Radość po awansie do II ligi

Po rezygnacji trenera Stanisława Zapalskiego zatrudniono na tym stanowisku Janusza Sputę z Krakowa, który doprowadził juniorów Cracovii do mistrzostwa Polski a seniorów tego klubu do II ligi w 1991 roku. Treningi odbywały się na własnym obiekcie, a przez 10 dni na zgrupowaniu w Limanowej.

Inauguracja II ligi wypadła w Brzesku-Okocimiu 25 lipca 1993 roku. Było bardzo odświętnie i uroczyście. Koncertowała orkiestra dęta Okocimskich Zakładów Piwowarskich, a przemówienie odczytał ówczesny prezes klubu Mieczysław Mietła. Drużyna otrzymała liczne puchary i dyplomy. Do zespołu pozyskano kilku nowych graczy.
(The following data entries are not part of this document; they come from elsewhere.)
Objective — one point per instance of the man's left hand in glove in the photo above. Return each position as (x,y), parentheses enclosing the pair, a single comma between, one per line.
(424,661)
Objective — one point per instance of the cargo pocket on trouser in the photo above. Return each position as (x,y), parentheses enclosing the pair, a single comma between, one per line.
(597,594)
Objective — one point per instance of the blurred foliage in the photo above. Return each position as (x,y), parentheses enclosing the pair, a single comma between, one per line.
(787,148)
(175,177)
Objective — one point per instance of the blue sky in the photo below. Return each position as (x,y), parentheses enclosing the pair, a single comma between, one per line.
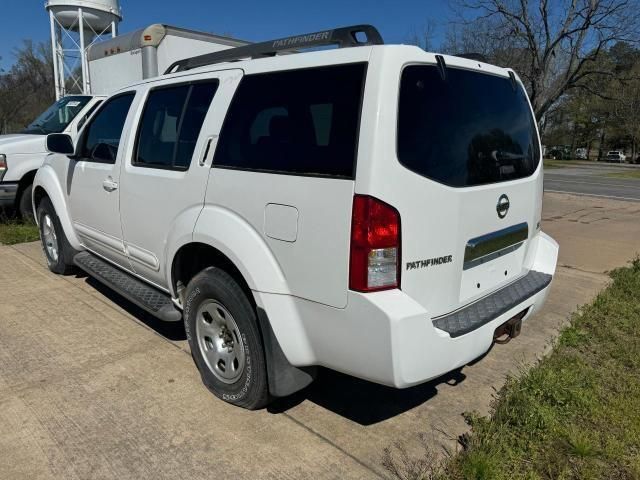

Drużynę zasilili m.in. zawodnicy z Ukrainy: Wałerij Łachmaj i Roman Gieryn, znany obrońca Piotr Nazimek mający za sobą występy w I-ligowych zespołach Cracovii i GKS-u Katowice oraz środkowi: Tomasz Szczepański (Sandecja, a ostatnio Wisłoka) i Krzysztof Szopa (Garbarnia Kraków).

Inauguracja II ligi

Swoje zmagania „Piwosze” rozpoczęli od dwóch bezbramkowych remisów z Hutnikiem Warszawa u siebie i na wyjeździe z zespołem Błękitnych Kielce. Pierwszą w historii bramkę w II lidze dla naszego klubu zdobył Tomasz Trestka w 40 minucie meczu przeciwko Avii Świdnik. Ostatecznie sezon 1993/94 futboliści zakończyli na 14 miejscu  w tabeli, ostatnim dającym utrzymanie w lidze.

W przerwie letniej do Okocimskiego przybyli m.in. młody utalentowany Rafał Niżnik (Igloopol Dębica), Krzysztof Orzeł (Sandecja), Lucjan Trudnos (MZKS Wasilków). Sezon 1994/95 „Piwosze” zainaugurowali wyjazdową porażką w Bytomiu z tamtejszymi Szombierkami 3:1 (1:1). W swoim kolejnym meczu Okocimski pokonał swojego rywala zza miedzy – Unię Tarnów 2:1 (1:0). Ostatecznie na przerwę zimową brzeszczanie schodzili z 11 miejscem w tabeli i dorobkiem 16 punktów. Nikt w obozie „Piwoszy” nie spodziewał się, że zespół prowadzony przez Witolda Mroziewskiego zajmie w końcowym rozrachunku wysokie 4 miejsce.

Okocimski KS – Jagiellonia

I tylko potknięcia w ostatnich trzech kolejkach uniemożliwiły podopiecznym Mroziewskiego zajęcia trzeciej pozycji a nawet drugiego miejsca w tabeli premiowanego awansem do ekstraklasy.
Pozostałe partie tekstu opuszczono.